I was recently in Szeged, in the south of Hungary, and the square around the vast cathedral is like poets’ corner, covered in memorials wall to wall, but a much larger space and infinitely more various in its scope. Plaques, busts, bas reliefs, many of them with quotations and mottoes, pack the space like a students’ message board; later, as I walked around the elegant 19th-century streets, I found more – fountains, statues, tablets, inscriptions – everywhere. The town was a picture book of its past and people. I hardly recognised a single name, but I liked the feeling of the ghosts clamouring for attention, for passers-by to stop. Siste viator.

However, large bronze effigies on plinths have a way of becoming invisible, as Robert Musil warned: ‘The most striking feature of monuments is that you don’t notice them... You might as well hurl them [great men], with a memorial stone around their neck, into oblivion.’ Can you name any of the figures on the plinths in Portland Place? Or in Waterloo Place, where several great men of history are gathered, alongside Florence Nightingale?

In the case of the women – Emily Davison, Sylvia Pankhurst – let’s not have a bland, reverential effigy (Steven Berkoff is right to sound off in fury against the preening mignon that stands for Laurence Oliver on the South Bank). Let’s have an artist who can make these complicated women visible, face the contradictions of their characters, and who tackles history’s perplexing questions.

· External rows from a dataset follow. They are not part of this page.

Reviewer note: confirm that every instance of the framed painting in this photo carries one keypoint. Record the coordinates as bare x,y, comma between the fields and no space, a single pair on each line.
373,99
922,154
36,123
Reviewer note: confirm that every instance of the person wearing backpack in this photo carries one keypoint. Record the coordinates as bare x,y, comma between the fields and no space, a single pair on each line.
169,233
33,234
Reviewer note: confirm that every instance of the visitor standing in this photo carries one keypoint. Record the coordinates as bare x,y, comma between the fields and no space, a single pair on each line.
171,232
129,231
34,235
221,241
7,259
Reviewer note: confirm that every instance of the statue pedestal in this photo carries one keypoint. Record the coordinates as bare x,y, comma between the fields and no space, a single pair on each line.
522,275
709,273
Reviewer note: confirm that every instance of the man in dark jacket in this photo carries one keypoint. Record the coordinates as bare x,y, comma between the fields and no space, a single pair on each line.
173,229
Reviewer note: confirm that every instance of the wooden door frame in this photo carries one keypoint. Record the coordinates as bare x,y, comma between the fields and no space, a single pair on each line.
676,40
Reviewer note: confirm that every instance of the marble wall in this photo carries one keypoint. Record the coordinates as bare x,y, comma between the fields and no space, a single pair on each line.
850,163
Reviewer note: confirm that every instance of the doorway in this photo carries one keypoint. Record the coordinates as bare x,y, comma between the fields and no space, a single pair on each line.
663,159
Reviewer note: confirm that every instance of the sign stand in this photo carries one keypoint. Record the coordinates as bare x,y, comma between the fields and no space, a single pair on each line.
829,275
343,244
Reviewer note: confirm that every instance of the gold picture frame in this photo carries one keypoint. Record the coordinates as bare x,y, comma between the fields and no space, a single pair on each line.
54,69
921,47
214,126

Someone like Fiona Banner, who brought a Sea Harrier jet into Tate Britain in 2010, or Elizabeth Price, who won the Turner Prize last year with her intense film about the Woolworths fire in Manchester in 1979 in which 11 people died. Or Tacita Dean, who makes film elegies of rare beauty, and has created a personal pantheon (mostly of heroes so far). The suffragettes’ ideals have clear descendants in one current area of activity at least. Even if the cause of women in public life needs so much more action, artists are raising their banners.


Comments


  • 28 June 2013 at 7:22am
    Isobel Urquhart says:
    A statue for Emily Davison? NOT - agreed. Why not something more imaginative than another disregarded effigy - perhaps up on Epsom Downs - something as arresting as Maggie Hambling's shell on the beach at Aldeburgh for instance. Even better if it epate la bourgoisie of Epsom, similarly. Nice girl from Surrey (moi) would love that.